The federal reimbursement program that let healthcare workers provide COVID-19 care for uninsured people is set to run out of cash Tuesday without signs of rescue as President Joe Biden and Congress find themselves at an impasse on funding.
The White House warned of the program’s ending in a recent plea for more funding to bolster the national pandemic response, which Republicans in Congress rejected when the $1.5 trillion government spending bill passed earlier this month.
“Providers will no longer be able to submit claims for providing these services to uninsured individuals, forcing providers to either absorb the cost or turn away people who are uninsured, increasing the disparity in access to critically needed health care and putting additional burdens on safety net providers,” the White House said last week.
VACCINE EXPERTS QUESTION FOURTH SHOT AS COMPANIES SEEK EXPANDED AUTHORIZATION
The COVID-19 Uninsured Program, which operates through the Health Resources and Services Administration, was established in 2020 as part of early pandemic-era legislation to make healthcare for COVID-19 accessible to people regardless of insurance and immigration status. The program has already paid out more than $18 billion to providers for testing, treating, or vaccinating uninsured people during the pandemic — $11.4 billion went to testing, $5.8 billion to treatment, and $1.6 billion to vaccinations. Uninsured people will have a bit longer to get vaccinated for free. HRSA will stop taking reimbursement claims for vaccinations at 11:59 pm on April 5.
Doctors who administered care through telehealth services, inpatient hospital stays, urgent care clinics, and other clinical settings could be reimbursed at Medicare rates, which are typically lower than those paid by private insurers. For example, healthcare professionals who administered a single dose of a COVID-19 vaccine could be reimbursed $40, while reimbursement for an antiviral such as Pfizer’s Paxlovid would be $12 per claim.
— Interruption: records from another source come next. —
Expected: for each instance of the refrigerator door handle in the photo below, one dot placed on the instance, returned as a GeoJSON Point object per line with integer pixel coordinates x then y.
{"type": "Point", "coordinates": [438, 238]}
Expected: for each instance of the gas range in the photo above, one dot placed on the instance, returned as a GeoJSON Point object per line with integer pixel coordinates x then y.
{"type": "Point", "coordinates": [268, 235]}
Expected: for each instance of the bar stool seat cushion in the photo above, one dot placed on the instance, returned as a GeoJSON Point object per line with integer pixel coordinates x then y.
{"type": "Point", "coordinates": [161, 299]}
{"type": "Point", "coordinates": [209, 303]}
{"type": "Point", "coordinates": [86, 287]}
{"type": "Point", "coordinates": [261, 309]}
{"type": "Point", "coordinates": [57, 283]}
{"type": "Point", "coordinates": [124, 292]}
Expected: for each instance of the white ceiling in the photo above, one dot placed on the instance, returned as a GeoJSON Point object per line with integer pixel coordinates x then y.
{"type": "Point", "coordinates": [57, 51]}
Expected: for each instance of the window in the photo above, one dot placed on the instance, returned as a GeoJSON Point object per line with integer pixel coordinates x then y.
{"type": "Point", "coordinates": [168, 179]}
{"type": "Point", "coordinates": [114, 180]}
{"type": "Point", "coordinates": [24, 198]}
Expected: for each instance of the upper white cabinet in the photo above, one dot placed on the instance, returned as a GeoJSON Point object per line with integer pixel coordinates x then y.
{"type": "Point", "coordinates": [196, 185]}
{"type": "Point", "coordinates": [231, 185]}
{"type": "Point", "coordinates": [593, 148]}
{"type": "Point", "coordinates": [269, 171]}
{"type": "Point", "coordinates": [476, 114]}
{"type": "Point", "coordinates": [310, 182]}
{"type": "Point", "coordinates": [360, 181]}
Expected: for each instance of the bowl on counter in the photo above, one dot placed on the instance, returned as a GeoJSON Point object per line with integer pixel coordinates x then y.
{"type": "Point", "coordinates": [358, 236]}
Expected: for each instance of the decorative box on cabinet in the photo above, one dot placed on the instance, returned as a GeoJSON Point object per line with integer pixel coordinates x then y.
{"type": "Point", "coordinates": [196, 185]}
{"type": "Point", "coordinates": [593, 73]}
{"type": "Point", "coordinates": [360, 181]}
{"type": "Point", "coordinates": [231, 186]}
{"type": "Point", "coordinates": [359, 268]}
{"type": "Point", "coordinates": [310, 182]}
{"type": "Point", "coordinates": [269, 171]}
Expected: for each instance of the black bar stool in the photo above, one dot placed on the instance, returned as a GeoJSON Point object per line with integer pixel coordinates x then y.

The program has been a lifeline for people in Texas, California, and Florida, which together filed more than 19,600 claims for treatments, tests, and vaccines totaling nearly $7 billion. The governors of Texas and Florida in particular have been strong proponents of monoclonal antibody treatments, a lifesaving tool for people who test positive and are at a high risk of being hospitalized with severe illness. Florida Gov. Ron DeSantis has clashed publicly with the Biden administration on multiple occasions over access to the antibodies, some of which were deemed ineffective against the omicron variant and pulled from the market.
Both sides remain deadlocked without a solution for healthcare providers in many large hospital systems that care for a high volume of uninsured patients. Harris Health System in Houston, for example, has already been repaid more than $196 million for treatments alone. A bill of that size could crush a smaller hospital system without the financial might of the federal government to prop it up.
“We support the Administration’s request for additional funding to ensure that the health care system has the resources it needs to continue to care for patients, especially as we continue to manage COVID-19 in communities across the nation,” said Molly Smith, group vice president of policy for the American Hospital Association.
The Biden administration had initially requested that Congress put $30 billion toward shoring up the national supply of vaccines, therapeutics, and tests. That figure was trimmed down to $22.5 billion, but Republicans in Congress shut down the request over transparency concerns. GOP lawmakers told the White House that they would have to see a detailed report on how funding allocated by Congress to deal with the pandemic had been spent before approving more. At the last minute, a more modest request for $15.6 billion in additional pandemic funding was yanked from the government spending bill, leaving the Biden administration scrambling.
CLICK HERE TO READ MORE FROM THE WASHINGTON EXAMINER
The winter omicron surge has largely abated, and federal health officials have declared it safe to remove masks in most public places, including schools, adopting an approach that embraces living with COVID-19 rather than eradicating it. Many Democratic-run states had followed federal guidance regarding masks and only recently lifted mandates, putting them more closely in line with Republican-led states that rejected such mandates before and during the omicron surge. But another spike in cases caused by an omicron offshoot could be brewing.
The BA.2 subvariant, the sister strain of the omicron BA.1 variant that has predominated globally, has gained traction in parts of Europe and the United Kingdom. The Biden administration is keeping an eye on omicron’s sister strain as it moves across the European continent. In the United States, BA.2 is already believed to account for slightly more than 23% of cases, up from about 13% earlier this month.